Mechanisms of ventricle enlargement
Many case reports attribute the pathogenesis of hydrocephalus to obstruction of the cerebrospinal fluid circulation [2,[4], [5], [6],9]. On the other hand, Ebinu et al. [3] have reported a case of hydrocephalus in which the cerebral aqueduct was patency and periventricular vein and transmedullary vein were dilated on MRI. Embolization rapidly improved the symptoms and imaging findings of hydrocephalus. Embolization of the nidus was thought to normalize the venous pressure around the ventricles including intraventricular capillaries and intraparenchymal capillaries.

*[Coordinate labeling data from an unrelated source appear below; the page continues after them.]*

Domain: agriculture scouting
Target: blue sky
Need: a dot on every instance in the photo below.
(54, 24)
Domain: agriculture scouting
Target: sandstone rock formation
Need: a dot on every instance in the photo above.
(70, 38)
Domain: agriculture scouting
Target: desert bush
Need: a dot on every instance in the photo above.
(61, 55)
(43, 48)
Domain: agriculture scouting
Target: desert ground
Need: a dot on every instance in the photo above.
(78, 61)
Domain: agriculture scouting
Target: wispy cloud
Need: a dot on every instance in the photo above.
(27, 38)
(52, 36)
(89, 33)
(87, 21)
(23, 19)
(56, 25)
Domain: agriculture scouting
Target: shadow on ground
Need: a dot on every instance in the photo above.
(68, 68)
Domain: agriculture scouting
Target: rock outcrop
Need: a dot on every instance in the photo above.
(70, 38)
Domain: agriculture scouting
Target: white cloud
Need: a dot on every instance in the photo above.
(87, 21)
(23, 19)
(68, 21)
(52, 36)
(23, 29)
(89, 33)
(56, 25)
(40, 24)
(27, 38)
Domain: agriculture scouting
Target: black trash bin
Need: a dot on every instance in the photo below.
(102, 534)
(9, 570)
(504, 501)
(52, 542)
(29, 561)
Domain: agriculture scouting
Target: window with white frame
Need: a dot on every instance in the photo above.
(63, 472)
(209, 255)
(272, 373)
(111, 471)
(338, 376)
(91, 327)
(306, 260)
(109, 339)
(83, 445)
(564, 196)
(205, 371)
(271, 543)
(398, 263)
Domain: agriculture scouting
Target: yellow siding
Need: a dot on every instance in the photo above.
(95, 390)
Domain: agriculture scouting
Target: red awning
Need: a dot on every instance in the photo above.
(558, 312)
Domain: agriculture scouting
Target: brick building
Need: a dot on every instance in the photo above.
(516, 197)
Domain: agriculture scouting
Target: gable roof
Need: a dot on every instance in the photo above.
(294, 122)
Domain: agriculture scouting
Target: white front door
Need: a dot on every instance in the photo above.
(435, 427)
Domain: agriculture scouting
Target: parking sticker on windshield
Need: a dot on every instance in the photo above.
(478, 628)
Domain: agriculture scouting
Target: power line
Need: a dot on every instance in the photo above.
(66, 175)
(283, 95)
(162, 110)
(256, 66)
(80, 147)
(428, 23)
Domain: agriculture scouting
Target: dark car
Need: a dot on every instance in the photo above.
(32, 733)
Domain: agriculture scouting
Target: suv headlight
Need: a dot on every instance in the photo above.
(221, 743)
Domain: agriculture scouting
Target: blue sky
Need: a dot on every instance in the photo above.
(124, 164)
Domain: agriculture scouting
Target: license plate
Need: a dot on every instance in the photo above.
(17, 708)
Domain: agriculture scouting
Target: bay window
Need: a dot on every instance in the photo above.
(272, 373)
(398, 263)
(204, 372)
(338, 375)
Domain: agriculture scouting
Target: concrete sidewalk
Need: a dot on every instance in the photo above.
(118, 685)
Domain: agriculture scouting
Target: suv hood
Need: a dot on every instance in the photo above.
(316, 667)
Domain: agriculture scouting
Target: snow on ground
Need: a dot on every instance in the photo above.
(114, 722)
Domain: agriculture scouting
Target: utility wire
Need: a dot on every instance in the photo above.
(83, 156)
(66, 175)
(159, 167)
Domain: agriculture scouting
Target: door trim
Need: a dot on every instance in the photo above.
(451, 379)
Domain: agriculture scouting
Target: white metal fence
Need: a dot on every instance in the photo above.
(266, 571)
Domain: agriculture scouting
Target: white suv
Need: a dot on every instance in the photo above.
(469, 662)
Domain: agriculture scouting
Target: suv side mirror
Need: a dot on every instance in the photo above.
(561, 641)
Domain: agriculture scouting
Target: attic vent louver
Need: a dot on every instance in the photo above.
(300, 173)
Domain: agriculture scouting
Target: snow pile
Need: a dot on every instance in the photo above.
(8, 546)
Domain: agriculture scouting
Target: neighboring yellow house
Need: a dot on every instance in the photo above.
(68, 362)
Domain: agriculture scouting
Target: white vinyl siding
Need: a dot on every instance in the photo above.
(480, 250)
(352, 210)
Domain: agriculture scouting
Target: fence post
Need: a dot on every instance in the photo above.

In recent years, regarding the intracranial cerebrospinal fluid circulation, not only the absorption pathway from the classical arachnoid granules but also the absorption pathway from the brain parenchyma has been studied. The mechanism of ventricular enlargement by cerebral arteriovenous malformation is not necessary always an obstructive mechanism [11]. The cerebrospinal fluid absorption system into the blood vessels may be necessary to be improved in some cases. In other vascular disorders, basilar artery aneurysms and venous malformations have been reported to have obstructive hydrocephalus [1,12,13], but in case of cerebral arteriovenous malformation, a more complex mechanism of both physical occlusion and absorption disorder is possibly involved. When managing non-hemorrhagic cerebral arteriovenous malformation, observation is also considered in consideration of the risk of treatment complications, but for cerebral arteriovenous malformation near the cerebral aqueduct, it is important to observe also the progress of the increase in ventricular size. If the ventricles expand progressively, it is recommended to actively consider treatment for cerebral arteriovenous malformation, even if it is non-hemorrhagic.
Conclusion
Hydrocephalus was cured by obstructing nidus with gamma knife treatment alone for non-hemorrhagic cerebral arteriovenous malformation. Mechanism of hydrocephalus is thought to be mainly increased venous pressure. The treatment goal for hydrocephalus should be normalizing the blood flow by nidus obstruction.
Patient consent
Consent was obtained by all participants in this study.